National Museum of Australia Canberra

Neil and Bernice Mitchell





Guys Forrest, Burrowye Walwa, Victoria

The Mitchell family have been farming in this upper Murray area for over three generations. The property where they now live at Guys Forrest has a family history of over 80 years.

They originally owned where the Mitta and the Murray joined but lost that country when the Hume weir was built in 1926.



Bernice and Neil are keen to pass the land on to their children. They have approximately 4000 acres in various sized pockets, some with Murray River frontage and some inherited from Bernice's side of the family.

The price of land in this area is inflated above the land's farm income capacity. In further developing the family farms, they have to borrow from the banks to buy land, which puts the family under huge financial pressure.
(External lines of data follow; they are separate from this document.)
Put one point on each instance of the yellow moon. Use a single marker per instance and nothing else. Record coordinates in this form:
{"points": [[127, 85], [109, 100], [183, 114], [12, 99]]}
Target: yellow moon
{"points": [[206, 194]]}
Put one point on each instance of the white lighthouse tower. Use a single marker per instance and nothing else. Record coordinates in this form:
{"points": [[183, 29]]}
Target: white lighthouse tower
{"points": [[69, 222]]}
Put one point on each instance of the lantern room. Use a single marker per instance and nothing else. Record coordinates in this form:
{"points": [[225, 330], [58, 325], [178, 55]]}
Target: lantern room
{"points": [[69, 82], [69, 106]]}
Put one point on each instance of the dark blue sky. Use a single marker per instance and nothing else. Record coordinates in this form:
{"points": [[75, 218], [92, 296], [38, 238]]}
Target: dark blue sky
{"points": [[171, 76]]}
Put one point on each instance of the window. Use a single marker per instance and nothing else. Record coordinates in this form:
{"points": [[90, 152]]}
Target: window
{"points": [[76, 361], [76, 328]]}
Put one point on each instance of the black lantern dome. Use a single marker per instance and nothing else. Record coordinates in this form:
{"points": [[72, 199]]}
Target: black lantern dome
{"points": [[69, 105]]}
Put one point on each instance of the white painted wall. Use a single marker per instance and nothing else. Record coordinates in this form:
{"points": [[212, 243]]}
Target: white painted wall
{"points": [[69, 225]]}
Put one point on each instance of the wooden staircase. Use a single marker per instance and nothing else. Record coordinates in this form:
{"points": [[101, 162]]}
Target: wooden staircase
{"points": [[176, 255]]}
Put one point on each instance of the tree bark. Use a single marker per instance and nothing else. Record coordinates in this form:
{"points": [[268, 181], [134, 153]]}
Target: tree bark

The wild dog population has always been a big problem in this area of country and Neil is one of the few farmers still running sheep. Foxes and especially wild dogs that have harbour in some of the large local pine plantations often cause maiming and havoc within sheep flocks if their numbers are not controlled. Shooting, trapping and fencing are all methods being used to control wild dogs from impacting dangerously on stocking numbers.

Primarily farming pure Merino wethers and pure Hereford cows and calves the Mitchell's are fiercely independent of any government involvement in their work, supporting each other through catastrophes and windfalls that are a day-to-day occurrence in their farming year.